**This story has been corrected for the time of maximum (peak) and the name of the comet which causes it.**
As the earth passes through the path of comet Swift-Tuttle, a meteor shower ensues. And, it's that time of year!
The comet, named after the two people who discovered it independently of one another (Ernst Tempel on Dec. 19, 1865 and by Horace Parnell Tuttle on Jan. 6, 1866), leaves behind a trail of rocks and other debris as it makes its way around the sun.
The comet takes 33 years to make one full revolution around the sun.
As the peak approaches, on the night of August 11th and the morning of August 12th, up to 100 meteors per hour will be visible in dark-sky locations.

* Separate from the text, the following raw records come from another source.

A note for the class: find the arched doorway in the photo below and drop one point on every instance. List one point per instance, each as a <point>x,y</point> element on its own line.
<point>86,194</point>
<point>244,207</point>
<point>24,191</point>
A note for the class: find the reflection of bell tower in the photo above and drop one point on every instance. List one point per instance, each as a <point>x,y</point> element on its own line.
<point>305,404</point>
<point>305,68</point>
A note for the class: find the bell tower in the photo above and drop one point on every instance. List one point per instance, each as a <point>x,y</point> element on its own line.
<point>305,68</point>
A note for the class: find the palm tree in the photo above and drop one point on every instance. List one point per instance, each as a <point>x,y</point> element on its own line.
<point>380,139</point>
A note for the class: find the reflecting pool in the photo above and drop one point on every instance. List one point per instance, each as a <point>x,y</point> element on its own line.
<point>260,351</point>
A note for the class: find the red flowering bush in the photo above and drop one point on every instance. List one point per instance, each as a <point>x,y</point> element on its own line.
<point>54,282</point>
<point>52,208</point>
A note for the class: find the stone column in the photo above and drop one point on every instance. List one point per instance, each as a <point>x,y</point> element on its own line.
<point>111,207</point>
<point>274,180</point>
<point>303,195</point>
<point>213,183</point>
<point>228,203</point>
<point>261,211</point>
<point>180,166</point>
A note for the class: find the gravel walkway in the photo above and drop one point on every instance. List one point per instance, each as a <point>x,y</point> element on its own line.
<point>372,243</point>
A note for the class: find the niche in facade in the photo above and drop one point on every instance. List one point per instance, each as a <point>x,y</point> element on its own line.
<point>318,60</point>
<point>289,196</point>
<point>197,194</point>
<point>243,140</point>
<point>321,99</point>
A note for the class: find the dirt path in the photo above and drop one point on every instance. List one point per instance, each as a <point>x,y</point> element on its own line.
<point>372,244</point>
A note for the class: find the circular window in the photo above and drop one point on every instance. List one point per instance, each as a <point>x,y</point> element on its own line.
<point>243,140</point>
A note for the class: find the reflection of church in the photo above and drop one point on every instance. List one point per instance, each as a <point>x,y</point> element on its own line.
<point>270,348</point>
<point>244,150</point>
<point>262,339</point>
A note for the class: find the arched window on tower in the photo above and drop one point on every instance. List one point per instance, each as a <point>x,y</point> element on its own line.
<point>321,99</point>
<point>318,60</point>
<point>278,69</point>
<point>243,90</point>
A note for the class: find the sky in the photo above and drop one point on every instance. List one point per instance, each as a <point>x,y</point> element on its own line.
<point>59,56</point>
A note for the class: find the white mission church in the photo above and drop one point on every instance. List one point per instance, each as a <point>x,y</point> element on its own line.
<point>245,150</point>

The Perseids are so-named because they appear to radiate from the constellation Perseus.
The Perseid meteor shower is the most famous of the calendar year, partly because it is always reliable and also because it occurs in the Northern Hemisphere's summer, making it possible to view the show without braving the cold.
The 2012 Perseid meteor shower will be extra special. The moon will be at a minimum, a waning crescent. So, there won't be lots of moonlight to dim the streaming meteors.
Observers can generally just lay on their backs in a dark location and wait for the meteors. However, the graphic below will add some perspective. The meteors will appear to originate in the northeast sky. The best time to view the shower is pre-dawn.
Figure 1: The meteors will radiate from the northeast sky.
Figure 2: The dark blue line shows the path of comet Temple-Tuttle. The red starburst is the position of the earth.